Eleven of the 28 members of the president’s Manufacturing Advisory Council had already dropped out as of Wednesday afternoon prior to the president’s announcement, with more than a handful citing Trump’s failure to specifically call out white supremacist groups and denounce acts of violence committed in Charlottesville Friday and Saturday.

The CEOs of Under Armour, Merck & Co., Inc., and Intel dropped out of the council Monday, followed soon after by Richard Trumka and Thea Lee of AFL-CIO.

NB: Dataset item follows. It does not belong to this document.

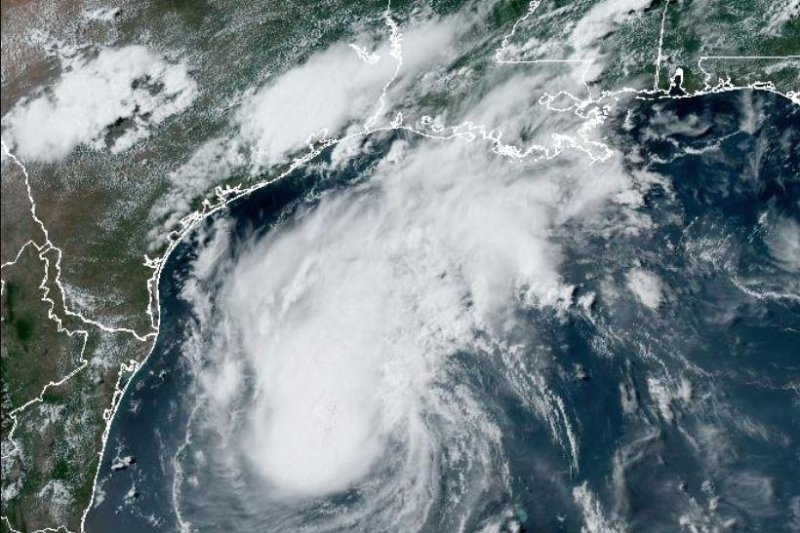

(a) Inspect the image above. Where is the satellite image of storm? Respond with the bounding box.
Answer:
[0,0,800,533]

“America’s leaders must honor our fundamental values by clearly rejecting expressions of hatred, bigotry, and group supremacy, which run counter to the American ideal that all people are created equal,” Merck’s CEO Kenneth Frazier wrote after announcing his company’s exit from the Manufacturing Council. “As CEO of Merck, and as a matter of personal conscience, I feel a responsibility to take a stand against intolerance and extremism.”

Trumka responded in a similar vein, but called out the president by name.

“President Trump’s remarks today repudiate his forced remarks yesterday about the KKK and neo-Nazis,” Trumka said Tuesday evening in a statement posted to Twitter. “We must resign on behalf of America’s working people, who reject notions of legitimacy of these bigoted groups.”

After the CEOs made their exit known, Trump tweeted Tuesday evening, “for every CEO that drops out of the Manufacturing Council, I have many to take their place. Grandstanders should not have gone on. JOBS!”

The executives on the Strategic and Policy Forum agreed to disband before Trump announced he was breaking up the group of business leaders, CNBC reports.

The president generated a great deal of backlash when he returned to blaming “both sides,” apparently meaning white supremacist and radical leftist groups, for the violence in Charlottesville, which left one woman dead after a white supremacist drove his car into a crowd of protestors.

“What about the alt-left that came charging at, as you say, the alt-right? Do they have any semblance of guilt?” Trump asked at a Tuesday press conference that was supposed to announce his administration’s infrastructure plan.

“What about the fact they came charging with clubs in their hands, swinging clubs. Do they have any problem?” he said. “I think they do.”